Como puede apreciarse, la propuesta de la documentalista se asemeja un poco al “inventario de ecos” que desarrolla su marido, ya que sustituye los testimonios de los niños sobrevivientes por los que no pueden comunicar su experiencia.21 Esta figuración sui géneris, basada en el rechazo de la condición vicaria del intelectual, no está exenta de tiranteces ni mucho menos anula la desarmonía sociocultural: moviliza, una vez más, una serie de elementos encaminados a “proyectar” a los ausentes.
Uno de estos desplazamientos ocurre dentro del vehículo en el que viajan los protagonistas. La parte delantera la ocupan los adultos; la trasera los niños. Los padres deciden la ruta, las paradas y, en buena medida, lo que se escucha en el auto (ya se trate de diálogos, música o audiolibros).22 Los padres no conversan entre sí, pero comparten información con sus hijos. Platican sobre distintos temas y, las más de las veces, sobre los Otros a los que dedican sendos proyectos de trabajo. La documentalista, luego de escuchar las noticias sobre la crisis migratoria en el sur, propone a su esposo dirigirse hacia donde, sospecha, se halla la base militar desde la cual deportarán a los niños cuya petición de asilo fue denegada. Como más tarde confesará su hijo: “Siempre que salía una noticia sobre los niños perdidos nos pedía que nos calláramos, y siempre se ponía toda rara después de escucharla. Se ponía rara y empezaba a hablarnos de ese librito rojo que estaba leyendo sobre otros niños perdidos, y sobre su cruzada y cómo atravesaban desiertos a pie o viajaban en trenes a través de mundos vacíos, y todo eso nos daba curiosidad, pero no alcanzábamos a entender mucho” (259).23 Las canciones, los audiolibros y, fundamentalmente, las intervenciones de los adultos tienen en común una misma perspectiva sociocultural sobre un tópico también compartido.24
Si las noticias sintonizadas en la radio inquietan a los niños y suscitan la desconfianza de la narradora, las historias que relata el padre sobre los chiricahuas, en cambio, tienen un efecto tranquilizador e incluso regocijante.25 La calma que rodea a estos episodios no es gratuita: como mencioné antes, los apaches pertenecen (al menos desde la versión ofrecida por el documentólogo) a un pasado clausurado. Así, el vínculo de los personajes con las narraciones acerca de Gerónimo, el Jefe Cochise o los Guerreros Águila cobra un cariz lúdico, al punto que cada integrante de la familia/tribu adquiere un nombre apache: Papá Cochise, Flecha Suertuda (la madre), Pluma Ligera (el niño) y Memphis (la niña).

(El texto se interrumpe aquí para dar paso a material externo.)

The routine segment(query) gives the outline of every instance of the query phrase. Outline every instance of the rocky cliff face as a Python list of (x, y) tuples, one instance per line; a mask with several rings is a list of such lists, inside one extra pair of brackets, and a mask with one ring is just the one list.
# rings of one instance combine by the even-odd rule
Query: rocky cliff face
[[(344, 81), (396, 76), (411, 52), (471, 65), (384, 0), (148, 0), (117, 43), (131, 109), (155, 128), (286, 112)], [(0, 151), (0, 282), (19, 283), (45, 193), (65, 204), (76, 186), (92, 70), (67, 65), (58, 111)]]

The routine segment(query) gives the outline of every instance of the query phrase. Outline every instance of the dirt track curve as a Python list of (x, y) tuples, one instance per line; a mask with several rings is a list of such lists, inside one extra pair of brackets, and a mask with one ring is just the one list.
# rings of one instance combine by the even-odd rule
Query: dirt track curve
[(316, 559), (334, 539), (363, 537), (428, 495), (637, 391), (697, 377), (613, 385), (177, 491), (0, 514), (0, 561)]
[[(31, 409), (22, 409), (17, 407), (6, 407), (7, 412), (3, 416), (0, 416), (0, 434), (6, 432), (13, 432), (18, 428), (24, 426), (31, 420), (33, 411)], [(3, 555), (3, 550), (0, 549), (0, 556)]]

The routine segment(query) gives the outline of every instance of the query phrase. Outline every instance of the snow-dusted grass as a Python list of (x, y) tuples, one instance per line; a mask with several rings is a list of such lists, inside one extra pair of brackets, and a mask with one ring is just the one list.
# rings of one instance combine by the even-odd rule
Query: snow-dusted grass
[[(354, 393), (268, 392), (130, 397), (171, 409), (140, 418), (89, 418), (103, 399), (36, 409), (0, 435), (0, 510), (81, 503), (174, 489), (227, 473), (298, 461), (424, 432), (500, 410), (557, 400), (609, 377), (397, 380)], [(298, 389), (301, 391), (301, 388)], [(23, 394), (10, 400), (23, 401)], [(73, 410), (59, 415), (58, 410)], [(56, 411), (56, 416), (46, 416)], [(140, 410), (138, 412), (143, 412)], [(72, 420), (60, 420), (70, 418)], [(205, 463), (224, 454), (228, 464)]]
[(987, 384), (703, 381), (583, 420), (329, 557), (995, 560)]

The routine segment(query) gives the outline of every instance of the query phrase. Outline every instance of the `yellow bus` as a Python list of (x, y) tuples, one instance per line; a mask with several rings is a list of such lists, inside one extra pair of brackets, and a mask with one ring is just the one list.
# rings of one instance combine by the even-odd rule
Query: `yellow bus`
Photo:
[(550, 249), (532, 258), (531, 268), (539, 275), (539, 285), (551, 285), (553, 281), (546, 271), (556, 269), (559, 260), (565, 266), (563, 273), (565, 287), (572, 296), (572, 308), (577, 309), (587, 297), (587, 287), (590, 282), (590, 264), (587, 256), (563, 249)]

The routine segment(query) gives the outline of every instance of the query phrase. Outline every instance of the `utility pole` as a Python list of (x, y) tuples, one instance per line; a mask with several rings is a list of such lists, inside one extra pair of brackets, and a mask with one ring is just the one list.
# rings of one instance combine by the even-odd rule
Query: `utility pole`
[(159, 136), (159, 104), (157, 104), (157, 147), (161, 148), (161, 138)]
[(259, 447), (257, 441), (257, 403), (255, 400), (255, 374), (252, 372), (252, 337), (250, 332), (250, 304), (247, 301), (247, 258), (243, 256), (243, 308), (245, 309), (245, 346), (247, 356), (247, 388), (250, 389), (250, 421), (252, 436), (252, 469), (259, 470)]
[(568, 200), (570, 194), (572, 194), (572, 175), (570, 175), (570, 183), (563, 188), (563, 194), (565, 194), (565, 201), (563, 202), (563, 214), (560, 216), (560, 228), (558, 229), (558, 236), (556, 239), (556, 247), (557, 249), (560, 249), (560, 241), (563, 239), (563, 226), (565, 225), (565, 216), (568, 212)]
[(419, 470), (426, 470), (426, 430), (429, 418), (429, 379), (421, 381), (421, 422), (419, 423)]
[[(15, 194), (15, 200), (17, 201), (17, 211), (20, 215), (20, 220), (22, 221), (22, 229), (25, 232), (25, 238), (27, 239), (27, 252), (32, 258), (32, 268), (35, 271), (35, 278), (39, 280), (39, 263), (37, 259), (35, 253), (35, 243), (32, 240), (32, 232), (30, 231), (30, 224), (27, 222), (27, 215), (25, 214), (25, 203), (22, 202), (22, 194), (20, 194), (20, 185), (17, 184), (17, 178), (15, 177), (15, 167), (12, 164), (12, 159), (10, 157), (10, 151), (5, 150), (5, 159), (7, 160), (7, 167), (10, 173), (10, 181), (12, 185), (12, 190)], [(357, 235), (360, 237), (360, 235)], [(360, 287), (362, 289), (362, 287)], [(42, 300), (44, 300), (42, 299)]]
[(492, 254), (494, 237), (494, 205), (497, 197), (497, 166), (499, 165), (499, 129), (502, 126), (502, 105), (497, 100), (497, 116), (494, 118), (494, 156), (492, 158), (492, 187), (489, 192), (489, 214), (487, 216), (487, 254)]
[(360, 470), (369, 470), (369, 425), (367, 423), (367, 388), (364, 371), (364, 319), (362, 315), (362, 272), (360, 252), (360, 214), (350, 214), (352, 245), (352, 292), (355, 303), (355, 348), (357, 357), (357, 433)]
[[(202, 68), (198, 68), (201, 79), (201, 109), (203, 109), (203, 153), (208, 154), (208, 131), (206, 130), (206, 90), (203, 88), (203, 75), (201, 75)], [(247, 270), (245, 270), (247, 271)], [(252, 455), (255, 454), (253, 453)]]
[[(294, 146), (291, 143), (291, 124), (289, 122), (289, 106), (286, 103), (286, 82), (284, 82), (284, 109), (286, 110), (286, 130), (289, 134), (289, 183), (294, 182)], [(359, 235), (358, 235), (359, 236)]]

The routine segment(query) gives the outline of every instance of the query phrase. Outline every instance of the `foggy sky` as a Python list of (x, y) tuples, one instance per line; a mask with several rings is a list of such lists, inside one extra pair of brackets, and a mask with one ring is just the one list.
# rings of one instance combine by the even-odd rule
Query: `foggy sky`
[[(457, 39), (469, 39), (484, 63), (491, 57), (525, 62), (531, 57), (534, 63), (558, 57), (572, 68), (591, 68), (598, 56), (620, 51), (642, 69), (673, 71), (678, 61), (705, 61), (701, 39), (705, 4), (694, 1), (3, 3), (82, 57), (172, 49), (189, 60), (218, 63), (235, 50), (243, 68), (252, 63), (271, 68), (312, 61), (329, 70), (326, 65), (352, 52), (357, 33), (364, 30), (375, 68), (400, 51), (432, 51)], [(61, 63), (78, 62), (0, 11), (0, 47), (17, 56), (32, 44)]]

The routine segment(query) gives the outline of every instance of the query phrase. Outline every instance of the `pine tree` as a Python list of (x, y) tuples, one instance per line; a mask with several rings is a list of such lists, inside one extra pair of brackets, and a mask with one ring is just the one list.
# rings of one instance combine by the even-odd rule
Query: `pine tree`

Con el transcurso de los días y de los kilómetros recorridos, las historias contadas “para entretener a los niños y llenar las horas” (62) adquieren nuevos matices. Lo enunciado en la parte delantera del automóvil se desplaza hacia la trasera y se resignifica. La narradora revela que sus hijos “a veces retoman el hilo de una de las historias de apaches de su padre, o de las historias sobre los niños atrapados en la frontera, y actúan sus posibles desenlaces […]. Pero combinan esas historias, las confunden. Se inventan finales posibles y ucronías” (97). Los pequeños entretejen y reúnen lo que, para sus padres, resulta inexorablemente separado: el pasado y el presente, lo mítico y lo irresuelto. Cuando se percata de los juegos mediante los que sus hijos recrean las historias de los migrantes y las de los apaches, la documentalista reconoce la relevancia de este pasatiempo aparentemente inocuo: “Al escucharlos ahora, de pronto comprendo que son ellos quienes cuentan la historia de los niños perdidos. La han venido contando desde el principio, una y otra vez, en el asiento trasero del coche, durante las últimas tres semanas. Pero yo no los había escuchado con la atención suficiente” (225).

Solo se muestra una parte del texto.